For illustrative purposes, I've captured the images from MRTG to allow you to see before and after: (14hrs is about the time I was playing with the modem, and then got a call from the tech. Time increases right to left).
First: packet transfer (blue, 100% = 0% loss) and RTT to ISP router (green, ms)
Second: S/N (blue). In this graph you can see the difference between highly
variable S/N ratio and the very constant ratio after the change. You can also
see where I started at a S/N of 24 db and was getting some non zero rate of
corrected RC errors (see below), when I ajusted the txpower to #4 I jumped
to a S/N of 28 db and almost completely lost all errors, execpt on a sporatic
Third: CRC (blue) and bulk RS (green)errors per hour. The RS errors appear
in blocks, in the early half the graph because they rapidly outstrip the
range of this graph.
Fourth: corrected RS (blue) and uncorrected RS (green) errors per second.

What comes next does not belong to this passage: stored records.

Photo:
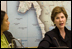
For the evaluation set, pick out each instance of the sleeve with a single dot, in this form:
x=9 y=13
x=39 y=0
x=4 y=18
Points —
x=9 y=37
x=45 y=43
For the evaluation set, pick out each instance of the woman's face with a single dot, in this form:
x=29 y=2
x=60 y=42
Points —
x=5 y=24
x=60 y=20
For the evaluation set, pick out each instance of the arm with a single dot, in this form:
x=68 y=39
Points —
x=45 y=43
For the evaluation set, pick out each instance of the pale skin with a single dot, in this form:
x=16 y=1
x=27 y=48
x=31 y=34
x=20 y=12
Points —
x=5 y=24
x=60 y=21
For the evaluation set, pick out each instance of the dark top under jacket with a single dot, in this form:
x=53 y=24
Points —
x=9 y=37
x=54 y=39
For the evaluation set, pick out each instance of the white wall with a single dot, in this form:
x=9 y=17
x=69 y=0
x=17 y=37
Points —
x=3 y=5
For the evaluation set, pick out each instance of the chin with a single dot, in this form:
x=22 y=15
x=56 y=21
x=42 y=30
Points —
x=61 y=27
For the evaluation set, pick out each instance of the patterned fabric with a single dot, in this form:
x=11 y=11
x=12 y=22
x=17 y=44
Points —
x=4 y=42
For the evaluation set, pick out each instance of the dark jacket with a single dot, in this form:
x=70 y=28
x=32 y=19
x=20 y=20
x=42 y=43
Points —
x=54 y=39
x=9 y=37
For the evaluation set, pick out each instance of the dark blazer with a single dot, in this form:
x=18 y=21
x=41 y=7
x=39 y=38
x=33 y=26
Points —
x=54 y=39
x=9 y=36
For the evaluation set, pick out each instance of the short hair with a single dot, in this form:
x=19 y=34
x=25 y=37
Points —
x=58 y=10
x=2 y=16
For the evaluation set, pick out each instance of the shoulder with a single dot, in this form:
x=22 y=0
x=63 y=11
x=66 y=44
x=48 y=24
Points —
x=50 y=33
x=7 y=33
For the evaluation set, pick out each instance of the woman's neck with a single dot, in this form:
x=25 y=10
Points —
x=62 y=32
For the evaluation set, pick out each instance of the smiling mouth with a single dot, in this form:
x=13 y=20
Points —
x=61 y=24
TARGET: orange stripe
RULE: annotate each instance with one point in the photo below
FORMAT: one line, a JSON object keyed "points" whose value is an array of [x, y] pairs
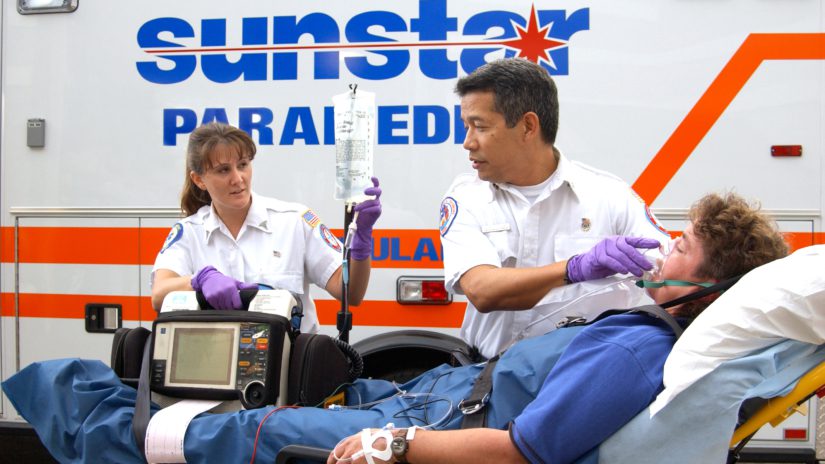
{"points": [[7, 304], [70, 306], [395, 248], [390, 313], [78, 245], [798, 240], [755, 49]]}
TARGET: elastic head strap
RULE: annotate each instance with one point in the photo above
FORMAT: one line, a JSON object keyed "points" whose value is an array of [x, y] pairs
{"points": [[671, 283], [715, 288]]}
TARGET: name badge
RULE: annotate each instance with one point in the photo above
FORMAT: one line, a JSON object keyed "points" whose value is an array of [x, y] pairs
{"points": [[495, 228]]}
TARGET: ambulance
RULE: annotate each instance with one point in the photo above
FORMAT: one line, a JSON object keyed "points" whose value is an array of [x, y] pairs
{"points": [[98, 98]]}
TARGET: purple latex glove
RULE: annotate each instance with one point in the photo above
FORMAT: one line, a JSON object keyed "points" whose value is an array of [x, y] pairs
{"points": [[219, 290], [368, 212], [614, 255]]}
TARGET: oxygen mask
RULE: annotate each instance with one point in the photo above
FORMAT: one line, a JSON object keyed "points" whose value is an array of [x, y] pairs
{"points": [[657, 258]]}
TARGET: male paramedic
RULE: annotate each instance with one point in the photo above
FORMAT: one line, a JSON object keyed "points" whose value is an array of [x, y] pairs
{"points": [[530, 220], [611, 370]]}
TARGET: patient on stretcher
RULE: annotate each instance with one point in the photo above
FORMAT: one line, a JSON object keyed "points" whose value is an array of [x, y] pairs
{"points": [[554, 398]]}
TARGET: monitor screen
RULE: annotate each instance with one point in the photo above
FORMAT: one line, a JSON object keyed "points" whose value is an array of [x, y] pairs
{"points": [[202, 356]]}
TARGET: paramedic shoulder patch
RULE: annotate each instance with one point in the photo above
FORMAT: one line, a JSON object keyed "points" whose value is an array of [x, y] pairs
{"points": [[449, 209], [174, 235]]}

In the early part of the graph (right hand side) you can see the increasing
rate of both corrected and uncorrected errors until they are chopped off:
that's the point at which the modem would retrain.
From our base configuration I changed two things:
Update : 5/6/2001
Oddly enough I also learned that getting the best S/N does not result in the lowest number of uncorrected Reed Solomon errors. When set to txpower as above, my S/N went up, but my uncorrected Reed Solomon errors also went up significantly. I couldn't keep my modem trained for more than 1/2 hour at a time. I am currently using txpower 1 (default), and alough I get a substantial number of corrected RS errors (40/second), I get very few uncorrected RS errors, and the modem stays trained for 10's of hours at a time. CRC errors, while I do get them on occasion, are not due to a storm of uncorrected RS errors, but are more likely related to distant traffic (nothing I can do about that) and they come in ones, and twos.